My first day, after tracking everything I had eaten, I discovered that I had eaten more than 2400 calories--OUCH! The sad thing--I really hadn't eaten anything particularly awful or unhealthy, no french fries or hamburgers, nothing that would make me think I was about 800 calories over where I needed to be. But as I looked over my day, I realized that the steroids, that are notorious for causing people to insanely crave carbs, were wreaking more havoc on my diet than I had realized. It was an eye opening experience, for sure.
I've continued to track my calories, and let me tell you, the first day of eating only 1550 calories (which is my particular caloric need if I want to lose 1.5 pounds per week) was PAINFUL! I felt as if I was starving all day! I was eating regular meals and snacks, just cutting portions and swapping the majority of the carbs in my diet for protein or fruits and veggies, but still--it was painful. I think my body had become so accustomed to the carbs, it was punishing me for cutting back.

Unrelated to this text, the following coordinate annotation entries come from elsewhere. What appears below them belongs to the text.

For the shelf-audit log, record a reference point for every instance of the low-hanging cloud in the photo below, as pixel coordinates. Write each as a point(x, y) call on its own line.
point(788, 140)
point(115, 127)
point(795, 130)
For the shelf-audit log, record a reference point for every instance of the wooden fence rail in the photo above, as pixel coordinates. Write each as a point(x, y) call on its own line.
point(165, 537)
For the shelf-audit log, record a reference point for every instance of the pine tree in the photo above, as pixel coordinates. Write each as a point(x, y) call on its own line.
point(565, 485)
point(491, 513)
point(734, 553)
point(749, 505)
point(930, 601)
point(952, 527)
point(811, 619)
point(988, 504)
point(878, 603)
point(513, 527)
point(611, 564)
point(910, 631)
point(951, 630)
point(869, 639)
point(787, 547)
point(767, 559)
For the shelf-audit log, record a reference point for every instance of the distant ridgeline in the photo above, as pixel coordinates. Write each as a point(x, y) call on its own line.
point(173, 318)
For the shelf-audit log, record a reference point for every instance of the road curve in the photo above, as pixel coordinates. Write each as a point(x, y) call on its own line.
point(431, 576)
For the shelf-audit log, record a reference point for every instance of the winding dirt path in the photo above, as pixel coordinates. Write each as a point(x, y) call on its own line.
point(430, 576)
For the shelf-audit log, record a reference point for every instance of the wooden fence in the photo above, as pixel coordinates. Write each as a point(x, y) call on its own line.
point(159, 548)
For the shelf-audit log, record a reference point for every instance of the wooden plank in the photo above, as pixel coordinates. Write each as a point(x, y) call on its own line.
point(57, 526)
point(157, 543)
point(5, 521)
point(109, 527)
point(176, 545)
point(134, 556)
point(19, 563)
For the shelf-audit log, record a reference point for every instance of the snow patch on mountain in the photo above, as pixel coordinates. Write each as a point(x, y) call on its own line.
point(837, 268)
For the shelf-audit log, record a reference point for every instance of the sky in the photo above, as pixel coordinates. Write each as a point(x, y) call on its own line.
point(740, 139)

Several days into the new plan, I'm doing much better. I plan ahead, knowing that if we're having dinner out or something that is high-calorie, I have to scale back during the day. Brad laughed at me this evening when I obsessively tracked my meals and exercise for the day--and then jumped for joy when I realized I could "afford" to drink a margarita this evening. It has also helped me to make better choices--instead of a high-calorie, tiny snack that will never fill my stomach, I choose to eat a piece of fruit and a tablespoon of peanut butter and walk away happy and full. I know it borders on the obsessive for now, but it is my hope that after a few weeks of tracking and adjusting my diet, making these choices will become second nature.